The bigger technical bet is that cyber safety should scale with model capability, so OpenAI is mixing stronger safeguards for general users with more freedom for authenticated defenders instead of using one flat policy for everyone.
My read is that this is a serious shift from “AI for coding” toward AI for operational security work, and the real test is whether verification stays strict enough to block abuse without slowing down the defenders it is supposed to help.
🗞️ Fortune published a piece. From Molotov cocktails to data center shutdowns, the AI backlash is turning revolutionary
The story is less about 1 attacker than a wider pileup of anger around jobs, trust, and the feeling that AI firms promised relief while many people got more risk, more uncertainty, and fewer clear benefits.
Young people sit at the center because they use AI a lot yet often see it as something that can flatten entry-level work, flood the internet with synthetic slop, and give abusive people cheap tools for manipulation at personal scale.
The same backlash now shows up far from social media, because towns fighting new data centers are reacting to higher power demand, water use, noise, and land pressure rather than abstract fears about superintelligence.
The deeper split is between the industry story, where AI soon expands abundance, and the public story, where AI already acts like a bargaining chip for layoffs, a source of everyday fraud, and a machine that keeps asking society to absorb the costs first.
🗞️ Google just turned Gemini in Chrome prompts into reusable one-click tools called Skills.
That changes AI in the browser from one-off chat to a lightweight workflow system, where one saved prompt can compare products across tabs, scan long pages for facts, or rewrite a recipe around a food rule.
Chrome also adds a Skills library, so people can start from ready-made prompts, save them, and then edit the wording instead of building every workflow from scratch.
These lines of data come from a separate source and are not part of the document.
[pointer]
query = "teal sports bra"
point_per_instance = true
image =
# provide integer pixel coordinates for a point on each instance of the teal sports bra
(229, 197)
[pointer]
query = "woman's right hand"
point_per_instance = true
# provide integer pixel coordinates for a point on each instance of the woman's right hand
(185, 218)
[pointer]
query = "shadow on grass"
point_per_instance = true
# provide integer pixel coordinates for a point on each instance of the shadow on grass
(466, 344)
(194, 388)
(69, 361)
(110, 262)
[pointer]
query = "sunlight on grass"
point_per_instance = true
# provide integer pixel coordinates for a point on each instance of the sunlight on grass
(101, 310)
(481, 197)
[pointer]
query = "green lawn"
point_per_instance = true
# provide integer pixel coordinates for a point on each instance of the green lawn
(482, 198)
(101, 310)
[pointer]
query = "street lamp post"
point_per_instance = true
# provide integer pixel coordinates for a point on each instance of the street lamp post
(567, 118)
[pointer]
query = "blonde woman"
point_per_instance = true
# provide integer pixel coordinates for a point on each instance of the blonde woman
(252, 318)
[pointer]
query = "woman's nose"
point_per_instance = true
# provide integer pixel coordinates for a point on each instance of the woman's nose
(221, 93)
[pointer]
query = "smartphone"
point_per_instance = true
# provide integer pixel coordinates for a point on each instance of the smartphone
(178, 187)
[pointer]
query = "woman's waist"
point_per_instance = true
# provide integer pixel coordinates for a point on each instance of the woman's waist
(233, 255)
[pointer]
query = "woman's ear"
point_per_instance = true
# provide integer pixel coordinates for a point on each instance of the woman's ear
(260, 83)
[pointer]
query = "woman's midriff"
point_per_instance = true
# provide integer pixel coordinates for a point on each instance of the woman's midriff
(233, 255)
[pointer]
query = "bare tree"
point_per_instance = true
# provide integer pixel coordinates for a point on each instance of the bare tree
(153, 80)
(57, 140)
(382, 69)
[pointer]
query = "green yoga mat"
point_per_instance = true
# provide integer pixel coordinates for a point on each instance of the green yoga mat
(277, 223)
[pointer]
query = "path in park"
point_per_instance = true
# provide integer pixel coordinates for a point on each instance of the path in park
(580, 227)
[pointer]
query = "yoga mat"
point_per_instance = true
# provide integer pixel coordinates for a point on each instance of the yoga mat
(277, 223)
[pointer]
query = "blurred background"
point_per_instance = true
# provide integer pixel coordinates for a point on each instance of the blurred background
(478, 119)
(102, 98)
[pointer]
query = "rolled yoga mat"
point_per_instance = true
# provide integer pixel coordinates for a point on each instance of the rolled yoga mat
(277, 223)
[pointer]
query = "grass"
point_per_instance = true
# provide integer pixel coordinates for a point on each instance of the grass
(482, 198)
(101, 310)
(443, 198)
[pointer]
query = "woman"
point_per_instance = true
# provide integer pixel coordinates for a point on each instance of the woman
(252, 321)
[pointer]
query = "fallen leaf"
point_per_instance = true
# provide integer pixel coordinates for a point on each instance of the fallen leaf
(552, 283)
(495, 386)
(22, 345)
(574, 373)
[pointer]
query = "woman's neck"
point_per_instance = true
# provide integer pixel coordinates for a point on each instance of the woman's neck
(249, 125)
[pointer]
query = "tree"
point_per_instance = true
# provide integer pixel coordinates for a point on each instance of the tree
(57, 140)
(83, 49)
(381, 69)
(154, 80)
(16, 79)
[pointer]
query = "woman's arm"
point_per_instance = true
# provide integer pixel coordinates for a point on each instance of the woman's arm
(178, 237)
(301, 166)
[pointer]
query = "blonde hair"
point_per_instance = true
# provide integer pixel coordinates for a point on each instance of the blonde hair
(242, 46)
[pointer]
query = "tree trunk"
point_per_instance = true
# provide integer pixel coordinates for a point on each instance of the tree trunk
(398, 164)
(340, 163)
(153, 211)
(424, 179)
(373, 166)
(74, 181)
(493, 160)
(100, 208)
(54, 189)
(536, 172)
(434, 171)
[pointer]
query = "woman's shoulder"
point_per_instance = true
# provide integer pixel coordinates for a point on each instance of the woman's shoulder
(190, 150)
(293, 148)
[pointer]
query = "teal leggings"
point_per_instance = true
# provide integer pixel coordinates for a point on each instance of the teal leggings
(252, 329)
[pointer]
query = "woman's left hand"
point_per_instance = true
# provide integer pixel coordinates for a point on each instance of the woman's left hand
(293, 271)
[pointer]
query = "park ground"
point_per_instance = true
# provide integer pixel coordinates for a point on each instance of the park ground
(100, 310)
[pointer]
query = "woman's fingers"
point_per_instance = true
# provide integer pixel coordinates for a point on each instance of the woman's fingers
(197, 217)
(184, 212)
Google says Skills use the same safeguards as Gemini in Chrome, including confirmation before actions like sending email or adding calendar events, which keeps the prompt useful without giving it silent control.
My view is that this is a small product change with a real behavior shift, because the useful unit stops being the chatbot and becomes the repeatable prompt workflow.
That’s a wrap for today, see you all tomorrow.